In 1987, she established the Norfolk Diabetes Appeal with £120,000 coming from her pension fund; her two children were diabetic. Bertram fundraised £1 million for the diabetic unit of the West Norwich Hospital and the specialist eye clinic centre (now known as the Elsie Bertram Diabetes Centre since her death to recognise her charitable contributions) opened in 1991 by Charles, Prince of Wales. She held a half-price sale of damage books every six months at the Norwich warehouse and proceeds were donated to the Norfolk Diabetes Appeal. She later sold a sprout given to her by Charles at the opening of the diabetes centre in 1991 for £1,000 and gave it to the appeal. Bertram was also a fervent supporter of the friends of Norwich Cathedral.

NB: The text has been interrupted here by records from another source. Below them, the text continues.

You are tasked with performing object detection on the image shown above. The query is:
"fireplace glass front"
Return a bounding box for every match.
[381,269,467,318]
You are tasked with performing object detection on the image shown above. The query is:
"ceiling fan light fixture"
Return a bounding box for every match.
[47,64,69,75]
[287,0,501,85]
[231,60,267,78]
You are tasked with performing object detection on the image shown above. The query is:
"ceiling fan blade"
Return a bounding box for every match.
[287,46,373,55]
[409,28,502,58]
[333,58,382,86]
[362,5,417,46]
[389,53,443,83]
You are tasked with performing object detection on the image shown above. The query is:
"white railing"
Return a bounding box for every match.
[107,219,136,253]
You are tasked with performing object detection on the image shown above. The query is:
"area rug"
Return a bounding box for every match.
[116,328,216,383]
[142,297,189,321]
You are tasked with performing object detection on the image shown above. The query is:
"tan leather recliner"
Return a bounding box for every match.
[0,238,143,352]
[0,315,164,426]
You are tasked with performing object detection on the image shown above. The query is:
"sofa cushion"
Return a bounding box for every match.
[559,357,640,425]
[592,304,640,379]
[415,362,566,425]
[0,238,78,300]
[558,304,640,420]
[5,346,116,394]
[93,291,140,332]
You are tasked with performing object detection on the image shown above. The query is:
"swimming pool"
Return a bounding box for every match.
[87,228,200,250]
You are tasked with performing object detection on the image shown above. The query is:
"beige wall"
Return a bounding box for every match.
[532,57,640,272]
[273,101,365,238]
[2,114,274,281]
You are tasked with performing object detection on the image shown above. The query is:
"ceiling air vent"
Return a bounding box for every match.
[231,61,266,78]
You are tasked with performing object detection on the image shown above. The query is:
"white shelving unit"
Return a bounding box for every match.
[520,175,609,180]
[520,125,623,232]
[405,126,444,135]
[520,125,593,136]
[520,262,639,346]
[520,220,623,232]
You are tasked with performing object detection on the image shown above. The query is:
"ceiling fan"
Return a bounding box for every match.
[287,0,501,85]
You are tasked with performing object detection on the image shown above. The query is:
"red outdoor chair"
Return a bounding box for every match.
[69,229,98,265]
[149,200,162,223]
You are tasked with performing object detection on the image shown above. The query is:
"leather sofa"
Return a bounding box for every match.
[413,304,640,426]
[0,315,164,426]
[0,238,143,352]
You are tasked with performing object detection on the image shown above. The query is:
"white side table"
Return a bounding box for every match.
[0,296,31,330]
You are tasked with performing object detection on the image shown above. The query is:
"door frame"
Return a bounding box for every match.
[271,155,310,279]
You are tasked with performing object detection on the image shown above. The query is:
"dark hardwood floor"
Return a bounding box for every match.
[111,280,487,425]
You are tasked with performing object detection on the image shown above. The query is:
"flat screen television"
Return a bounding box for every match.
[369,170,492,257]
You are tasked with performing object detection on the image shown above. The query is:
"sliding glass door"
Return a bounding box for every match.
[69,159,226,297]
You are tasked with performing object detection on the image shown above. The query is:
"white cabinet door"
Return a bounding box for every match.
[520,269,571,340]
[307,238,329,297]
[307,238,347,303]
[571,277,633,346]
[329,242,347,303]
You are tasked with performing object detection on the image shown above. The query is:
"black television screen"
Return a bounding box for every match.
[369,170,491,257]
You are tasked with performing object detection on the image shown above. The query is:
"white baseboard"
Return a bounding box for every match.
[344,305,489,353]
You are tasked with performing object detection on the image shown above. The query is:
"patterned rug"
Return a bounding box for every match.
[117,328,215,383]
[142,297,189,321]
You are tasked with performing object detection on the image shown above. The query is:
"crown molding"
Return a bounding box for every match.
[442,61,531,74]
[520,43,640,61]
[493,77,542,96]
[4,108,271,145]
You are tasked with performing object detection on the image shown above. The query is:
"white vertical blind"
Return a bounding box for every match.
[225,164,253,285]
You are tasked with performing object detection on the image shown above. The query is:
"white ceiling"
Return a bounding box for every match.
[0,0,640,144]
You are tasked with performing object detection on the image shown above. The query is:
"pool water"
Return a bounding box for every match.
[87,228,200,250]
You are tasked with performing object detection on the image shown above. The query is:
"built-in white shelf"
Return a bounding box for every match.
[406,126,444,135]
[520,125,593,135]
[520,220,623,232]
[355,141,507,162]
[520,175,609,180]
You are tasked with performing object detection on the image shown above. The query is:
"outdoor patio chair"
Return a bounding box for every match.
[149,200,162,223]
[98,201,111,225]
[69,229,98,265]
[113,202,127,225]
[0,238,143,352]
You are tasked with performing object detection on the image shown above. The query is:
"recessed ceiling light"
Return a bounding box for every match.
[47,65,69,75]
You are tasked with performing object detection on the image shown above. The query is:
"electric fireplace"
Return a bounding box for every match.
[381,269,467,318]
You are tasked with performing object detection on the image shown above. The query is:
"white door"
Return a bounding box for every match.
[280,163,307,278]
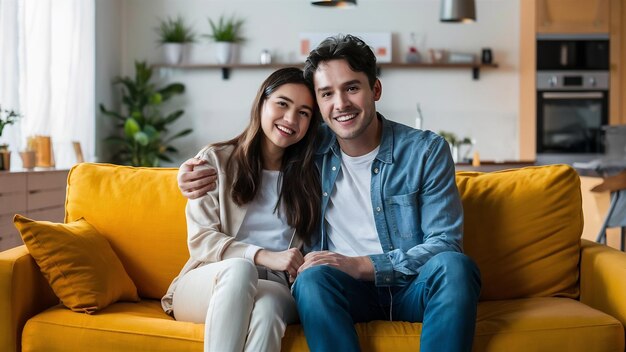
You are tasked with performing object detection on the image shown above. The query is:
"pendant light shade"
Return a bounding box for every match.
[311,0,356,8]
[440,0,476,23]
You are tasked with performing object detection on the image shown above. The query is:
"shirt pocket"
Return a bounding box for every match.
[385,191,420,239]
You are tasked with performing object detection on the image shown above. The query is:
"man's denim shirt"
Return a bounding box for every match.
[314,114,463,286]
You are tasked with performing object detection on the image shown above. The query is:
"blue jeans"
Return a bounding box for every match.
[292,252,480,352]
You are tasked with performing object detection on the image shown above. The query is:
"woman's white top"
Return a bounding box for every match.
[235,170,293,260]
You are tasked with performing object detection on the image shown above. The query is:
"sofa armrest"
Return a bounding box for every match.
[580,239,626,327]
[0,246,59,351]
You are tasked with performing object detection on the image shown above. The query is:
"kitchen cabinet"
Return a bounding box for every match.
[518,0,626,160]
[524,0,610,34]
[0,170,68,251]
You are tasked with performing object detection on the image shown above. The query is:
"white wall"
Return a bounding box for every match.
[97,0,521,163]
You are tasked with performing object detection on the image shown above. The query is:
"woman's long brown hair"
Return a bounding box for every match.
[214,67,321,243]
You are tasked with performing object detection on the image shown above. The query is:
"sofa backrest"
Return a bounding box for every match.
[65,163,189,299]
[456,165,583,300]
[65,163,582,300]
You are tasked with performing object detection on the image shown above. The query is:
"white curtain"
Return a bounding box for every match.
[0,0,95,169]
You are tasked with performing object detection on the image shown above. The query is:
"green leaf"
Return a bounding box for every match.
[134,131,150,147]
[150,93,163,105]
[124,117,141,138]
[163,110,185,125]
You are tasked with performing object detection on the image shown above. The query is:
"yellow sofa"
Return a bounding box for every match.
[0,164,626,352]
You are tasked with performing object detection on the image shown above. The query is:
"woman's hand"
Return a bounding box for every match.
[254,248,304,282]
[177,158,217,199]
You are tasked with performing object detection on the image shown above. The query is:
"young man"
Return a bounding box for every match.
[179,35,480,351]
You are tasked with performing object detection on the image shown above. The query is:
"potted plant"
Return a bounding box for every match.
[100,62,192,167]
[205,15,245,64]
[157,16,196,64]
[0,105,22,171]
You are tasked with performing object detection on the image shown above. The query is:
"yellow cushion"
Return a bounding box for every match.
[22,298,624,352]
[13,215,139,314]
[457,165,583,300]
[65,163,189,299]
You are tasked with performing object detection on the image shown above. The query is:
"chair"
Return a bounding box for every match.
[591,170,626,251]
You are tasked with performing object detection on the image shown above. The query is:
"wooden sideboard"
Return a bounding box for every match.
[0,170,69,251]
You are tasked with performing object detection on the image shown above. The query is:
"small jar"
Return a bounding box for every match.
[260,50,272,65]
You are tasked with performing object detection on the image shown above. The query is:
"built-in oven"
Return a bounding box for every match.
[536,36,609,164]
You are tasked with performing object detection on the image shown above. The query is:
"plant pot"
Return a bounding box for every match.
[215,42,236,64]
[180,44,193,64]
[20,150,37,170]
[0,150,11,171]
[163,43,184,65]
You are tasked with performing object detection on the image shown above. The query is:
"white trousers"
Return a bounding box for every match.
[172,258,298,352]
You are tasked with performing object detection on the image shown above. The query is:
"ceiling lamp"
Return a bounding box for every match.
[440,0,476,23]
[311,0,356,8]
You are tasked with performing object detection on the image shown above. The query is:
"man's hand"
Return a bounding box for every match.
[177,158,217,199]
[298,251,374,281]
[254,248,304,282]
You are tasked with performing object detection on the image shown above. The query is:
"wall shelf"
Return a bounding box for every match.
[152,62,498,80]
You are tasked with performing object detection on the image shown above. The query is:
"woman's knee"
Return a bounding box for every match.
[218,258,259,287]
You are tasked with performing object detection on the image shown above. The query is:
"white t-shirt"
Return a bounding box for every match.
[236,170,293,260]
[325,147,383,257]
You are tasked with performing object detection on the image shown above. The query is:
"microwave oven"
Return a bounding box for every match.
[537,35,610,71]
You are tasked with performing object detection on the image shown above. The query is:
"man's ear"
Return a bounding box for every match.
[372,78,383,101]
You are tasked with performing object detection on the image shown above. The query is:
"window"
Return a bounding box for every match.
[0,0,95,170]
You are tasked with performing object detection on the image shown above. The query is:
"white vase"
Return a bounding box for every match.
[180,43,193,64]
[215,42,235,64]
[163,43,184,65]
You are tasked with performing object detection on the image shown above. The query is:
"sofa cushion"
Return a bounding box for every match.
[65,163,189,299]
[456,165,583,300]
[22,298,624,352]
[14,214,139,314]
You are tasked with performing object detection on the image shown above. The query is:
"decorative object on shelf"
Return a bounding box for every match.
[428,49,448,64]
[153,60,498,80]
[311,0,356,8]
[100,61,192,167]
[438,131,474,163]
[33,136,55,168]
[480,48,493,64]
[447,53,477,64]
[405,33,422,63]
[157,16,196,64]
[0,105,22,171]
[439,0,476,23]
[415,103,424,130]
[20,150,37,170]
[205,15,245,64]
[259,49,272,65]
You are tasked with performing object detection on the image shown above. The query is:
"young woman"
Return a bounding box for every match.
[161,68,320,352]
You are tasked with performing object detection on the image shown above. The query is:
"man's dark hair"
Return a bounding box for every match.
[304,34,376,88]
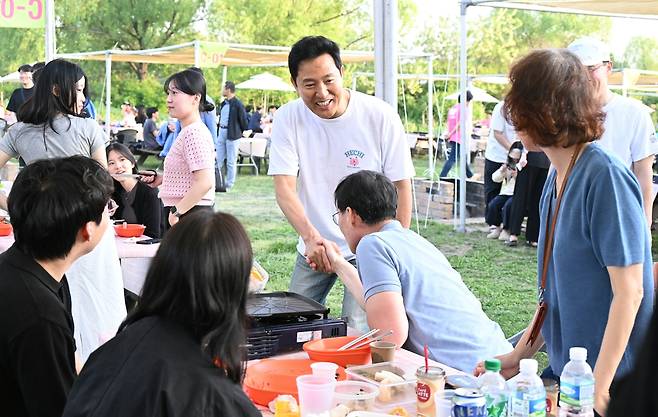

==Personal life and death==

In 1987, she was appointed Member of the Order of the British Empire "for services to the book trade." Bertram's husband predeceased her in the same year. On 26 October 2003, she died in Norwich. Bertram was given a private funeral and a memorial service was held in honour of her life at Norwich Cathedral at noon on 21 November.

==Legacy==
Although she admitted to not be a reader, she was credited for playing a major role in improving the distribution of books across the United Kingdom. The Elsie Bertram Memorial Lecture held at the John Innes Conference Centre every year since 2004 was set up in her name and "commemorates the very significant contribution the late Mrs Elsie Bertram MBE made to diabetes services in Norfolk". The Elsie Bertram Award to the Sales Person of the Year was presented at the British Book Awards just once in 2004.